La commission a alors décidé de proposer au Sénat d'adopter la proposition de loi dans les conclusions présentées par le rapporteur.




1 Les forêts des collectivités locales comprennent les forêts communales, sectionnales, départementales ainsi que les forêts des établissements publics de collectivités.

2 Le financement des actions en faveur des victimes des tempêtes et des inondations fournit une justification pratique, mais a posteriori, à la forte augmentation, inexpliquée, des crédits de ces chapitres dans la loi de finances pour 2000.

3 Sur ce point, voir le 2 du A du II.

4 Rapport d'information sur la gestion de trésorerie des collectivités locales, n° 447, première session ordinaire de 1989-90.

5 Sachant que la vente de 6,6 millions de mètres-cubes de bois en1998 a entraîné une recette de 1,7 milliard de francs, et en tenant compte d'une baisse des cours de 30 %, la vente des 27 millions de mètres-cubes de chablis de décembre 1999 ne devrait pas rapporter plus de 5 milliards de francs, dont une partie sera utilisée pour équilibrer les budgets en 2000.
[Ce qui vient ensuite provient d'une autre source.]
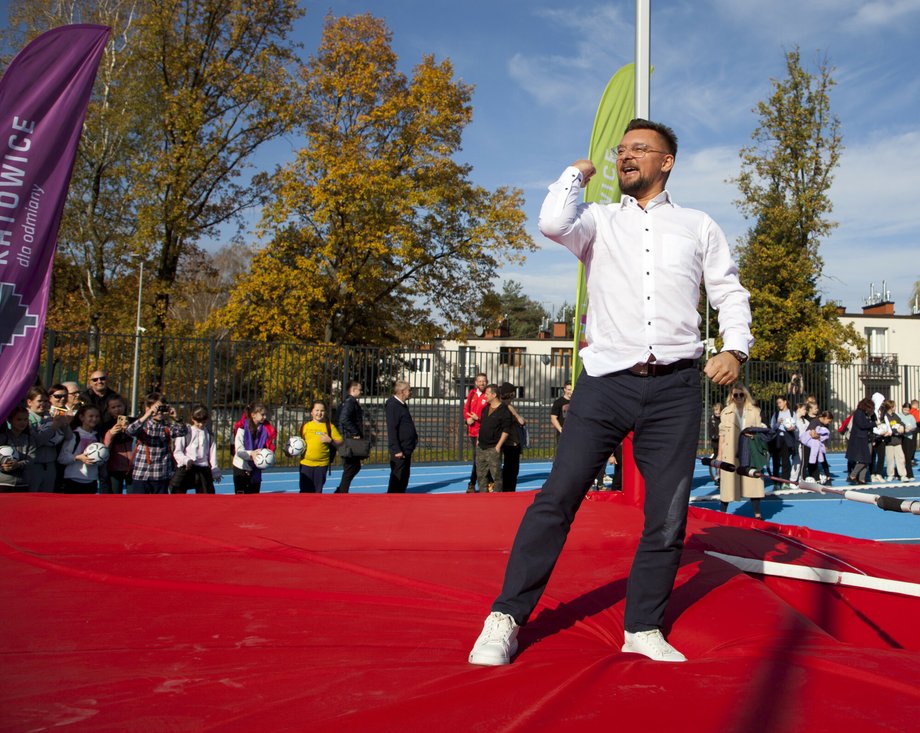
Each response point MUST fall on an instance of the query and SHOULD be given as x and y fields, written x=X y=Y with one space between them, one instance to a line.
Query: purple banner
x=43 y=99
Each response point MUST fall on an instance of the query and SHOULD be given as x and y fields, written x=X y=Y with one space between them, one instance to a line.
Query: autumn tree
x=376 y=233
x=784 y=182
x=218 y=88
x=525 y=315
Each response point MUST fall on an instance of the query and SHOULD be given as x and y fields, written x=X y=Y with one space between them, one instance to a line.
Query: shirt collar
x=661 y=199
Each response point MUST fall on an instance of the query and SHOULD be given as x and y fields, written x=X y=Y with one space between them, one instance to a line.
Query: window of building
x=877 y=340
x=561 y=358
x=511 y=355
x=420 y=364
x=466 y=360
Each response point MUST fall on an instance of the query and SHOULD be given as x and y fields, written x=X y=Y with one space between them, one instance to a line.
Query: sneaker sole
x=486 y=660
x=629 y=650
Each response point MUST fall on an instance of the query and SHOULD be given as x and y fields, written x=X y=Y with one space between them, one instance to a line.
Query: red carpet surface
x=356 y=613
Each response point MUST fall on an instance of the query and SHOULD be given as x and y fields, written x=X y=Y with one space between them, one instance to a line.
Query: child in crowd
x=153 y=464
x=15 y=433
x=320 y=435
x=81 y=473
x=253 y=432
x=814 y=441
x=196 y=456
x=120 y=446
x=49 y=433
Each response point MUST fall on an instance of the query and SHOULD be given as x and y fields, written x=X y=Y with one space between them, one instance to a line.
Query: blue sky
x=539 y=69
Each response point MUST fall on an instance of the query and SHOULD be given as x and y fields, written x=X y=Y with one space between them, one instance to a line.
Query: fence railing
x=227 y=375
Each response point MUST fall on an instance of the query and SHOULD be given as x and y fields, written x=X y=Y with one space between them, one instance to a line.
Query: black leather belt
x=654 y=369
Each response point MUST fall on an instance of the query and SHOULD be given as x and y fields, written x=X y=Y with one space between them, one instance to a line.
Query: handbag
x=355 y=448
x=523 y=436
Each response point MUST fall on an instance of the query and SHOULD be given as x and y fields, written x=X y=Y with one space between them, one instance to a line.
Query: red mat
x=356 y=613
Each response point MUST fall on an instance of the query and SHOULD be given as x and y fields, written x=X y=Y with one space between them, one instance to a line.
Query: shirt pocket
x=681 y=255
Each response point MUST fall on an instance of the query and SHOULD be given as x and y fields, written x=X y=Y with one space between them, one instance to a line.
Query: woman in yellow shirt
x=318 y=434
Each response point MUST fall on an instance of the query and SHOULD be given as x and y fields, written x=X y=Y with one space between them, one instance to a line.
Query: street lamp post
x=137 y=340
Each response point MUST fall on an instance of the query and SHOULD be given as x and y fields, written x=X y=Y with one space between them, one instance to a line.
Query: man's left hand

6 Il convient de rappeler que, par exemple, les collectivités locales sont soumises à des règles d'équilibre budgétaire auxquelles l'Etat échappe, qu'elles se désendettent et qu'elles sont parvenues à maîtriser l'évolution de leurs dépenses de fonctionnement, malgré les charges nouvelles que l'Etat leur transfère, notamment en matière de rémunération des personnels.

7 Soutenir l'investissement local, rapport d'information n° 1782, Assemblée nationale, onzième législature.